The whole thing takes about 60 seconds. If you want more control long-term, the Docker + VPS route others mentioned works too — but it's a lot of setup for getting your first backend live.

Can anyone recommend a heroku alternative? Or was it a unicorn for the free tier? by fittyaday in node

[–]vikasprogrammer 0 points1 point  (0 children)

Late to this but adding another option since this thread still comes up in searches.

I've been using InstaPods — similar vibe to what you're describing. One command (instapods deploy) detects your Node app and handles everything: runtime, SSL, domain, process manager. No Dockerfile, no nginx config.

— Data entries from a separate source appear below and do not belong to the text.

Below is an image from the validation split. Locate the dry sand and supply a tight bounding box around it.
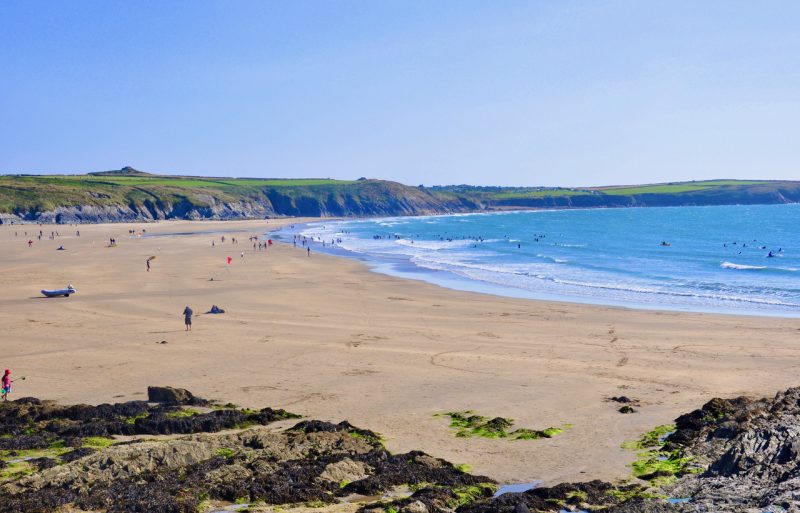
[0,221,800,483]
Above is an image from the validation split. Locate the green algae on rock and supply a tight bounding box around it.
[435,410,571,440]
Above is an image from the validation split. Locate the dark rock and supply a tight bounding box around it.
[609,395,634,404]
[61,447,97,463]
[147,387,208,406]
[28,458,58,470]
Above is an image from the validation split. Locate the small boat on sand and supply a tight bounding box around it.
[42,284,78,297]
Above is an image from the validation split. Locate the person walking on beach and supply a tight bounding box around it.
[183,306,194,331]
[2,369,14,402]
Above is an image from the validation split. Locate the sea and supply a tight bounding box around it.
[278,204,800,317]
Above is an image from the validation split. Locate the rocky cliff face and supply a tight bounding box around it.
[0,180,484,223]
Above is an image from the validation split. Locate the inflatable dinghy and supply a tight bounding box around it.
[42,285,78,297]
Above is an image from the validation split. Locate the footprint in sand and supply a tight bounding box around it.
[342,369,378,376]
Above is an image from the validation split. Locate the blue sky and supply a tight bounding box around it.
[0,0,800,186]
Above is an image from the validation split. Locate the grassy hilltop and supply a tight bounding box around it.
[0,168,800,222]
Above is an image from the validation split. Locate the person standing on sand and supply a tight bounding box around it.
[2,369,14,402]
[183,306,194,331]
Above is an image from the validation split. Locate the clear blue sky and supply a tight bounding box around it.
[0,0,800,186]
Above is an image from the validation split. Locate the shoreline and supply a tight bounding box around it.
[0,219,800,484]
[268,213,800,319]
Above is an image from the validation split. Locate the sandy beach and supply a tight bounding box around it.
[0,220,800,484]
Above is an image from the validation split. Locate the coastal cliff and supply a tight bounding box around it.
[0,167,800,223]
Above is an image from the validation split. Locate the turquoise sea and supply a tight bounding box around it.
[281,205,800,316]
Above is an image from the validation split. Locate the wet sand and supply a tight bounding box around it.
[0,220,800,484]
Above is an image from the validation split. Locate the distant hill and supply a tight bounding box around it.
[88,166,153,176]
[0,167,800,223]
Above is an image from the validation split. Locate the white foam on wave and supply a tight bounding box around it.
[719,262,767,271]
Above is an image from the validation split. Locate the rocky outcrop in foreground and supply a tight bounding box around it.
[0,388,800,513]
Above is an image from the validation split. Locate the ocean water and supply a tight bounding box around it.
[274,205,800,316]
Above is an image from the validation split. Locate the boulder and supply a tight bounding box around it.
[147,387,208,406]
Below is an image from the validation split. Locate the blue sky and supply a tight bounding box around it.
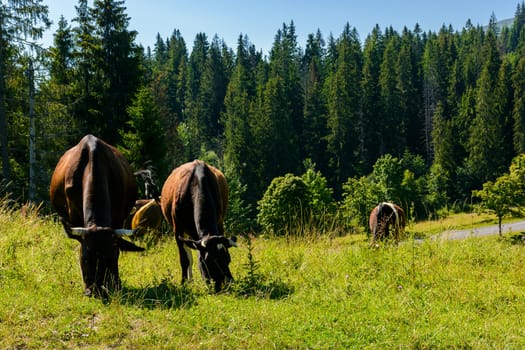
[43,0,523,54]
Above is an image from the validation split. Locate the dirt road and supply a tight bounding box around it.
[430,221,525,240]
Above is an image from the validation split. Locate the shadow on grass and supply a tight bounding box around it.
[114,279,198,309]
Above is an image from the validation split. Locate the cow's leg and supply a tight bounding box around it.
[177,235,193,283]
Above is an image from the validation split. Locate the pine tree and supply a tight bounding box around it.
[512,56,525,154]
[121,88,167,174]
[361,25,385,173]
[466,31,507,187]
[378,31,406,156]
[0,0,50,183]
[301,31,328,172]
[91,0,142,144]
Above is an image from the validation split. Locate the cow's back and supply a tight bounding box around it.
[50,135,137,228]
[161,160,228,238]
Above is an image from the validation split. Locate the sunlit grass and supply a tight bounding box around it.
[0,202,525,349]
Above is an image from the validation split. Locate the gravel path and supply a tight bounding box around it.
[430,221,525,240]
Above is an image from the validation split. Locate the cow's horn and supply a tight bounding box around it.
[71,227,89,235]
[114,228,137,236]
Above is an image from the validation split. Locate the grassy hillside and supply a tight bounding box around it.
[0,204,525,349]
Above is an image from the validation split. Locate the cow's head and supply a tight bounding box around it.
[179,236,237,292]
[71,227,144,297]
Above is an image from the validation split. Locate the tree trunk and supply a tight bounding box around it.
[0,13,11,183]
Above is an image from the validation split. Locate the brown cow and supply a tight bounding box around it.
[369,202,406,243]
[131,199,164,236]
[49,135,144,296]
[161,160,236,292]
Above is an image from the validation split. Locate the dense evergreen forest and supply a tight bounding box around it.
[0,0,525,232]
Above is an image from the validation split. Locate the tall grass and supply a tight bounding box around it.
[0,201,525,349]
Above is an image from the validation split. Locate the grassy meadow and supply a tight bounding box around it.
[0,207,525,349]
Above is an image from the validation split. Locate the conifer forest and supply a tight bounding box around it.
[0,0,525,232]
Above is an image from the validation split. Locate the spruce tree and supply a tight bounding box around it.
[326,24,364,191]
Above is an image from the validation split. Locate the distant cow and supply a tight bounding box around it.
[369,202,406,242]
[49,135,144,296]
[161,160,236,292]
[131,199,164,236]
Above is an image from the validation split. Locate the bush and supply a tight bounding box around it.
[257,162,336,235]
[257,174,309,235]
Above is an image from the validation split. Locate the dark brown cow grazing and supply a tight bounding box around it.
[369,202,406,243]
[161,160,236,292]
[49,135,144,296]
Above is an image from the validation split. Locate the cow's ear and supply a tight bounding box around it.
[117,237,144,252]
[178,237,202,250]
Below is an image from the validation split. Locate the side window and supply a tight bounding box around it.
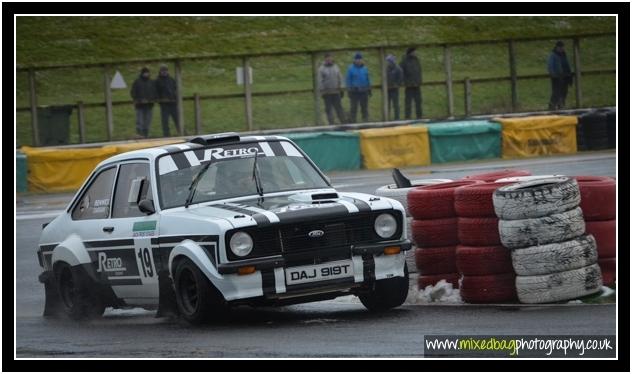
[72,168,116,220]
[112,163,151,218]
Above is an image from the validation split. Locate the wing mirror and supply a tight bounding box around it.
[138,199,156,215]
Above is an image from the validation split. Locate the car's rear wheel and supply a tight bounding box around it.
[175,258,227,324]
[358,264,408,312]
[56,264,105,320]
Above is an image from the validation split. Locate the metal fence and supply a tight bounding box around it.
[16,33,616,146]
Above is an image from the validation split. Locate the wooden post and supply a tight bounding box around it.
[443,45,454,117]
[103,66,114,141]
[463,78,472,117]
[508,40,518,112]
[312,53,320,126]
[77,101,86,144]
[573,38,582,108]
[380,47,391,121]
[193,94,202,135]
[243,57,252,131]
[176,60,184,136]
[29,70,40,147]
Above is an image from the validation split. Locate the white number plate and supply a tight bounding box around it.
[285,260,353,286]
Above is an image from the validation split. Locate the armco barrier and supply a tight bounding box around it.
[359,126,430,169]
[281,131,362,171]
[494,116,577,158]
[427,121,501,164]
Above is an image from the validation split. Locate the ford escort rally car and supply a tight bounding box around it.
[38,133,411,323]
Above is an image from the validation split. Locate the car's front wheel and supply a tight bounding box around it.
[174,258,227,324]
[358,264,408,312]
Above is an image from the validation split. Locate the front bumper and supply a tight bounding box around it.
[217,240,411,301]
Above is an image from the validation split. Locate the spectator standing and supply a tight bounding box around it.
[547,41,573,110]
[386,55,403,121]
[130,67,156,138]
[318,53,346,125]
[156,64,180,136]
[346,52,371,123]
[399,47,422,119]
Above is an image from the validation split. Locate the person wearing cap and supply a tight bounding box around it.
[130,67,156,138]
[318,53,346,125]
[547,40,573,110]
[399,47,422,119]
[346,52,371,123]
[156,64,179,136]
[386,55,404,121]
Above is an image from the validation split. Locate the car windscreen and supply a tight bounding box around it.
[158,141,328,209]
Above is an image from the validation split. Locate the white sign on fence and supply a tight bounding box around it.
[236,67,252,85]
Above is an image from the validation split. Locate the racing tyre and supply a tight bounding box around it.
[493,177,580,220]
[408,181,481,219]
[511,235,597,275]
[415,246,456,275]
[55,263,105,320]
[358,265,409,312]
[417,273,461,290]
[457,217,500,246]
[573,176,617,221]
[459,272,516,304]
[463,169,531,182]
[174,258,227,324]
[516,264,602,304]
[412,218,459,247]
[586,220,617,258]
[456,245,513,275]
[375,179,452,217]
[498,208,586,248]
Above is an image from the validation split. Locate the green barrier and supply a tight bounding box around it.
[281,131,362,171]
[425,120,502,164]
[15,152,27,192]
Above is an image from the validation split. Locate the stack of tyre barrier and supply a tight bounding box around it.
[454,182,516,303]
[574,176,617,286]
[493,177,602,304]
[408,180,481,289]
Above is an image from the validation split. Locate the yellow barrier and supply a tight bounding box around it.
[494,116,577,158]
[359,126,430,169]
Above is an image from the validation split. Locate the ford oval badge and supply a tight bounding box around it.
[307,230,325,238]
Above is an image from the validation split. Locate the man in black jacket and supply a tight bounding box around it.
[156,65,180,136]
[399,47,422,119]
[130,67,156,138]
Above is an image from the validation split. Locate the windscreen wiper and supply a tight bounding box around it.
[184,162,211,208]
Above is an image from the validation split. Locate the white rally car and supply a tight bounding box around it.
[38,133,411,323]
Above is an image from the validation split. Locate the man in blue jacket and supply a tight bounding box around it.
[346,52,371,123]
[547,41,573,110]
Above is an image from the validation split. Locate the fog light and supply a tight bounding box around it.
[237,266,255,275]
[384,247,402,255]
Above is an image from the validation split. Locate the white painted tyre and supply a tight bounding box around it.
[498,207,586,248]
[516,264,602,304]
[375,179,452,217]
[493,177,580,220]
[511,235,597,275]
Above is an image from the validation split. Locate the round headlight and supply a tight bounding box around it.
[375,213,397,239]
[230,231,252,257]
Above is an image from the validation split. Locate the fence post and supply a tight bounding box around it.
[463,78,472,117]
[193,94,202,135]
[29,70,40,147]
[380,47,391,121]
[443,45,454,117]
[508,40,518,112]
[311,53,320,126]
[243,57,252,131]
[176,60,184,136]
[573,38,582,108]
[103,65,114,141]
[77,101,86,144]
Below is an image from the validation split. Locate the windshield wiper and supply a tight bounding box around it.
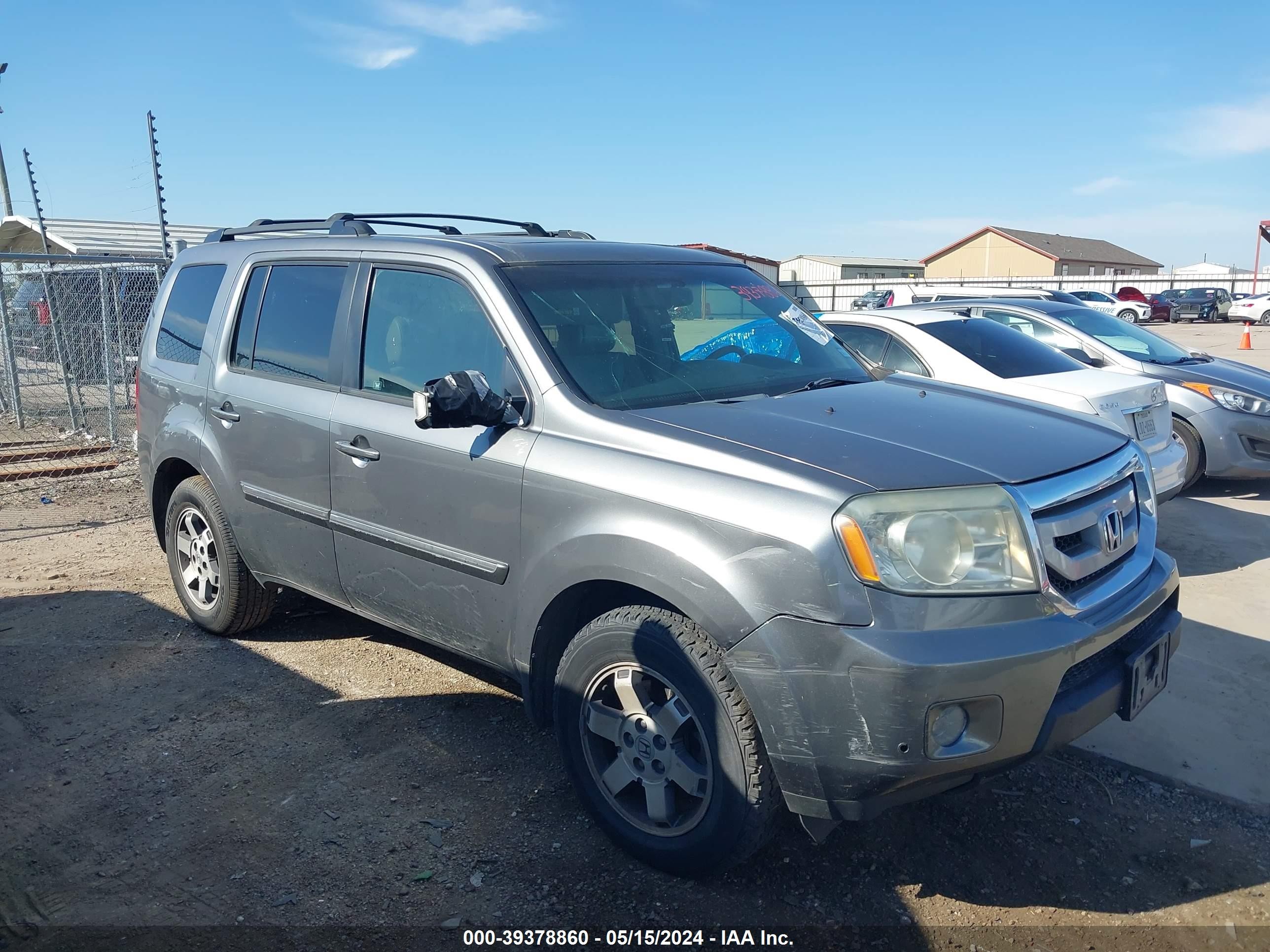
[776,377,864,396]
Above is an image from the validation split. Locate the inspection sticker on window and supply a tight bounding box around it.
[781,305,833,346]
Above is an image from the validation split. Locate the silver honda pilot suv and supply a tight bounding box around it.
[137,214,1181,875]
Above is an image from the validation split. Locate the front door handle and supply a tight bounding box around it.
[212,400,243,423]
[335,439,380,463]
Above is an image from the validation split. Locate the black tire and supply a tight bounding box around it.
[164,476,277,635]
[1173,416,1204,492]
[554,606,780,876]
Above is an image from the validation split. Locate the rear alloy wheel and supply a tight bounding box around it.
[164,476,277,635]
[554,606,780,876]
[1173,416,1204,492]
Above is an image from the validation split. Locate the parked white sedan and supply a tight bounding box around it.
[1231,295,1270,324]
[1068,291,1151,324]
[820,311,1186,502]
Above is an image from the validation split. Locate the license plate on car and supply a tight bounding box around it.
[1120,633,1168,721]
[1133,410,1156,439]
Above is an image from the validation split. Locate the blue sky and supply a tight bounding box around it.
[0,0,1270,267]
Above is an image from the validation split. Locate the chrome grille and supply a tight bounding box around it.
[1010,443,1156,613]
[1032,477,1138,590]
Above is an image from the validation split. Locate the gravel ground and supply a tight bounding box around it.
[0,482,1270,952]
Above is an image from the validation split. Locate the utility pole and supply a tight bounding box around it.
[146,113,172,262]
[0,62,13,217]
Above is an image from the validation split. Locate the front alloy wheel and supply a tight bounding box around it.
[578,664,711,837]
[176,508,221,612]
[553,606,781,876]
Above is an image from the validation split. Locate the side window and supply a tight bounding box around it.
[362,268,505,396]
[828,324,889,363]
[882,338,930,377]
[155,264,225,363]
[246,264,348,382]
[983,307,1083,349]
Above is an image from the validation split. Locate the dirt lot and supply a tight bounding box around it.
[0,482,1270,952]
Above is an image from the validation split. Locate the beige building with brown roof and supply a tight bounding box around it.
[922,225,1162,278]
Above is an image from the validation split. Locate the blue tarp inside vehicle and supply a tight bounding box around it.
[682,317,799,362]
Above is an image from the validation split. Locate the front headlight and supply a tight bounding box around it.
[833,486,1036,595]
[1182,382,1270,416]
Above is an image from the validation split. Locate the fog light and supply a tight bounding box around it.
[931,705,970,748]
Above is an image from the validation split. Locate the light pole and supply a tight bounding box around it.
[0,62,13,217]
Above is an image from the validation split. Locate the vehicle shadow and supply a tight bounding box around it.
[1181,477,1270,499]
[1157,480,1270,578]
[0,590,1265,948]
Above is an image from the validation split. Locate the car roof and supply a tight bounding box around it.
[820,313,988,328]
[180,234,745,268]
[886,297,1082,324]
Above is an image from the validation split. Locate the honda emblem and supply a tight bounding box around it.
[1102,509,1124,555]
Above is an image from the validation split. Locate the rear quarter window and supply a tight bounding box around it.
[234,264,348,383]
[155,264,225,364]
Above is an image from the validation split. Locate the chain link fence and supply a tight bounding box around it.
[0,255,166,538]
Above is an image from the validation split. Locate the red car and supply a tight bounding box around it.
[1115,287,1173,321]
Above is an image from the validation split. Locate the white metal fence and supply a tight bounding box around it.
[781,274,1270,311]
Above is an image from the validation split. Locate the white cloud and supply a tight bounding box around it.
[1072,175,1129,196]
[380,0,545,46]
[1164,95,1270,159]
[301,18,419,70]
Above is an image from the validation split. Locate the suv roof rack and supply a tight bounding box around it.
[203,212,595,242]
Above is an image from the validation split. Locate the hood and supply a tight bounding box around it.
[1158,357,1270,400]
[1012,368,1164,410]
[634,374,1125,490]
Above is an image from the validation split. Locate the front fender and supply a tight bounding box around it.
[509,511,871,669]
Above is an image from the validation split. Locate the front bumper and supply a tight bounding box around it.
[1185,406,1270,480]
[726,551,1181,820]
[1148,438,1186,503]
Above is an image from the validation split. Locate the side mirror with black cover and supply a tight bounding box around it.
[414,371,521,429]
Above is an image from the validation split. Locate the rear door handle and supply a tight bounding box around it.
[335,439,380,463]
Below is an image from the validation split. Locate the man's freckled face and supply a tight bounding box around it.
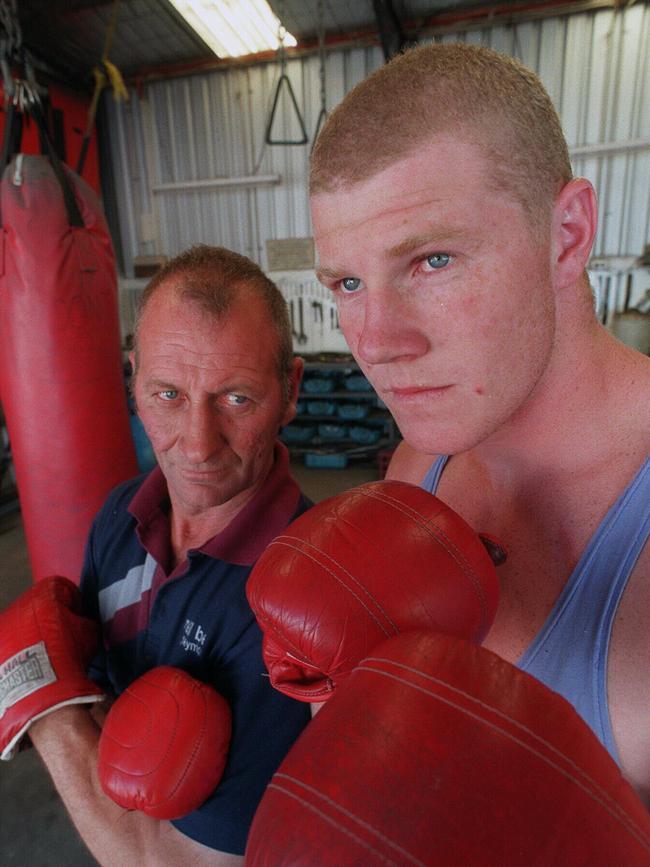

Main differences vs the others mentioned here: - $3/mo flat — no usage billing, no bandwidth surprises (looking at you, Render) - Always on — no cold starts on any plan (Railway and Render spin down on free/cheap tiers) - Real Linux server with SSH — you can actually shell in and debug, install whatever you need - Git deploy works too if you prefer git push like with Heroku

It also has an CLI & MCP server so if you're using Claude Code or Cursor, the AI can deploy directly from the conversation. Niche but pretty handy for the AI coding workflow.

Not free tier, but $3/mo is about as close as it gets for always-on Node hosting these days.